Вначале была аксиома. Гильберт. Основания математики - Коллектив авторов. Страница 9
Фреге не понял интереса Гильберта к аксиоме полноты линии, или непрерывности прямой, в которой постулируется, что не существует другой большей системы объектов, которая также выполняла бы аксиомы. Философ заявил математику, что это похоже на теологическое заключение на основе аксиомы, которая гласила бы: «Аксиома 3. Существует по крайней мере один Бог». По иронии судьбы Гильберта уже во второй раз обвинили в тяготении к теологии. Однако он был не теологом, а скорее мистиком, поскольку предугадывал будущее математики.

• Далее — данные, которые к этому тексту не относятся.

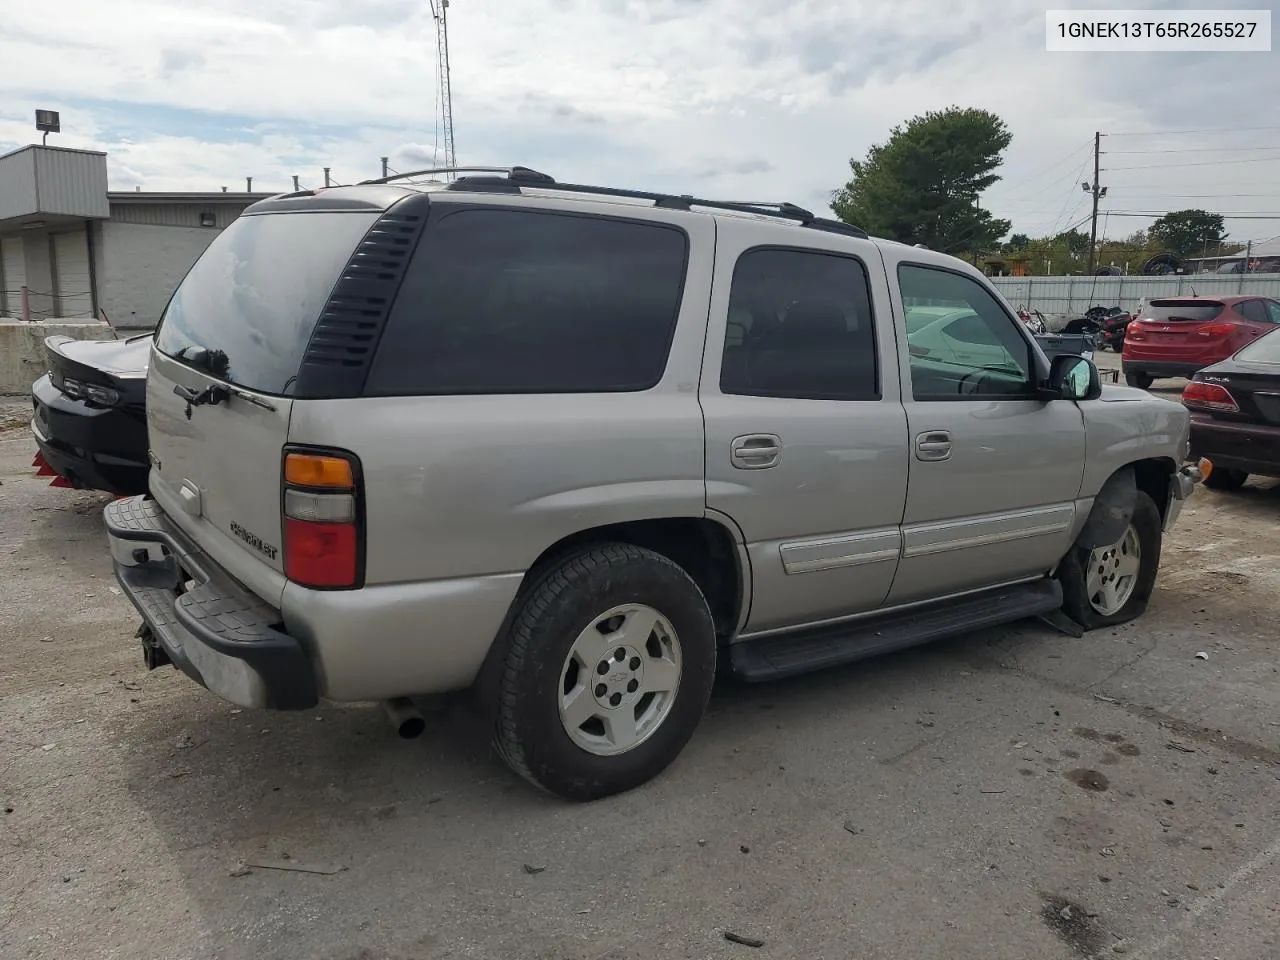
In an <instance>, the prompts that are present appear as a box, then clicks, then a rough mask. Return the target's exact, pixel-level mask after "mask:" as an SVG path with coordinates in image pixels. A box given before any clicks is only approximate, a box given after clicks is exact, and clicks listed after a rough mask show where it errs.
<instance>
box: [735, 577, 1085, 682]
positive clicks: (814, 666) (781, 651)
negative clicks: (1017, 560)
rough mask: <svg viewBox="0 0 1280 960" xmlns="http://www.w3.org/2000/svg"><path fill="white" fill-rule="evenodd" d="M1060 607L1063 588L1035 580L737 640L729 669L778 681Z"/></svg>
mask: <svg viewBox="0 0 1280 960" xmlns="http://www.w3.org/2000/svg"><path fill="white" fill-rule="evenodd" d="M1061 605H1062V588H1061V585H1060V584H1059V582H1057V581H1056V580H1047V579H1046V580H1036V581H1032V582H1029V584H1018V585H1016V586H1006V588H1001V589H1000V590H984V591H983V593H980V594H969V595H968V596H963V598H959V599H955V600H947V602H945V603H936V604H931V605H928V607H913V608H911V609H908V611H901V612H900V613H886V614H884V616H881V617H868V618H865V620H858V621H854V622H851V623H838V625H833V626H827V627H815V628H810V630H799V631H795V632H788V634H774V635H771V636H764V637H760V639H758V640H741V641H739V643H736V644H732V645H731V646H730V648H728V660H730V669H731V672H732V673H733V676H736V677H739V678H741V680H745V681H748V682H758V681H764V680H780V678H782V677H792V676H796V675H799V673H808V672H810V671H817V669H826V668H827V667H836V666H838V664H842V663H851V662H854V660H860V659H864V658H867V657H876V655H878V654H882V653H890V652H892V650H901V649H904V648H908V646H915V645H916V644H924V643H928V641H931V640H941V639H942V637H945V636H955V635H956V634H966V632H969V631H972V630H982V628H983V627H995V626H1001V625H1004V623H1011V622H1014V621H1018V620H1024V618H1027V617H1037V616H1041V614H1043V613H1050V612H1051V611H1056V609H1059V608H1061Z"/></svg>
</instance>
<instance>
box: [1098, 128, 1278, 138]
mask: <svg viewBox="0 0 1280 960" xmlns="http://www.w3.org/2000/svg"><path fill="white" fill-rule="evenodd" d="M1244 131H1280V127H1206V128H1203V129H1198V131H1142V132H1138V133H1108V134H1107V136H1108V137H1180V136H1183V134H1184V133H1243V132H1244Z"/></svg>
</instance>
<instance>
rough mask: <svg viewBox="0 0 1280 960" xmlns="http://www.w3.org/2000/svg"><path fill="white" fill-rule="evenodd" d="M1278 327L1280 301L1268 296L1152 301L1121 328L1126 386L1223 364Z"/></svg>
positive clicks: (1204, 298) (1158, 300) (1186, 297)
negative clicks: (1123, 344) (1206, 367)
mask: <svg viewBox="0 0 1280 960" xmlns="http://www.w3.org/2000/svg"><path fill="white" fill-rule="evenodd" d="M1276 324H1280V303H1277V302H1276V301H1274V300H1268V298H1266V297H1171V298H1167V300H1153V301H1151V303H1148V305H1147V306H1146V307H1144V308H1143V311H1142V316H1139V317H1138V319H1137V320H1134V321H1133V323H1130V324H1129V326H1128V329H1126V330H1125V340H1124V353H1123V355H1121V357H1123V360H1121V366H1123V367H1124V378H1125V383H1128V384H1129V385H1130V387H1138V388H1140V389H1147V388H1148V387H1151V384H1152V383H1155V381H1156V380H1158V379H1161V378H1166V376H1188V378H1189V376H1192V375H1193V374H1194V372H1196V371H1197V370H1203V369H1204V367H1207V366H1210V365H1211V364H1217V362H1219V361H1222V360H1226V358H1228V357H1230V356H1231V355H1233V353H1235V352H1236V351H1238V349H1240V348H1242V347H1244V346H1245V344H1248V343H1252V342H1253V340H1256V339H1257V338H1258V337H1262V335H1263V334H1266V333H1270V332H1271V330H1274V329H1275V328H1276Z"/></svg>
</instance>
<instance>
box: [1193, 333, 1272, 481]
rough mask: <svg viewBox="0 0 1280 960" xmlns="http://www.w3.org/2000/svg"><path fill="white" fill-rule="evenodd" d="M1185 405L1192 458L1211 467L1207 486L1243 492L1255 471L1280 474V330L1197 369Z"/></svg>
mask: <svg viewBox="0 0 1280 960" xmlns="http://www.w3.org/2000/svg"><path fill="white" fill-rule="evenodd" d="M1183 403H1184V404H1185V406H1187V408H1188V410H1189V411H1190V415H1192V447H1190V456H1192V457H1197V458H1199V457H1203V458H1204V460H1207V461H1208V462H1210V463H1211V465H1212V468H1211V470H1210V471H1208V474H1207V476H1206V479H1204V485H1206V486H1208V488H1210V489H1213V490H1238V489H1239V488H1240V486H1243V485H1244V481H1245V480H1248V479H1249V475H1251V474H1257V475H1260V476H1280V330H1276V332H1272V333H1268V334H1267V335H1265V337H1262V338H1261V339H1257V340H1254V342H1253V343H1251V344H1249V346H1248V347H1245V348H1244V349H1242V351H1240V352H1238V353H1236V355H1235V356H1233V357H1231V358H1229V360H1224V361H1222V362H1221V364H1213V365H1212V366H1208V367H1204V369H1203V370H1201V371H1198V372H1197V374H1196V375H1194V376H1193V378H1192V381H1190V383H1189V384H1187V389H1184V390H1183Z"/></svg>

Противостояние Фреге и Гильберта, как и в случае с Горданом, — ключ для понимания отличия математики XIX века от математики XX столетия. Для Фреге математическое существование было связано с тем, какие материальные или идеальные объекты существуют в мире. Раз есть только один мир, должна быть только одна геометрия. Аксиоматические системы изначально были пустыми. Гильберт же, наоборот, считал, что аксиомы не просто кодируют поведение математических объектов, но также могут создавать новые математические объекты, если не вступают в противоречие. Следовательно, в математике есть больше одной геометрии, при этом каждая из них непротиворечива (относительно арифметики).
«Основания» оказались своего рода знаком ферматы над геометрией, открыв путь другим возможным геометриям (неевклидовым, неархимедовым и так далее). Кроме того, они стали первым столпом современной аксиоматики. С 1900 года, взяв на вооружение новый метод, Гильберт начал внедрять аксиоматизацию в другие научные дисциплины. Раз аксиоматика так хорошо себя показала в геометрии, почему бы ее не задействовать в арифметике, анализе или физике?
ГЛАВА 2
Вызов Гильберта
Тень Гильберта покрывает значительную часть математических дисциплин XX века. Когда 8 августа 1900 года он взошел на трибуну II Международного конгресса математиков и взял слово, он предвидел, с какими задачами столкнется математика, и свел их к 23 проблемам, чем решительно повлиял на развитие этой дисциплины. Он поднял завесу, скрывающую будущее математики.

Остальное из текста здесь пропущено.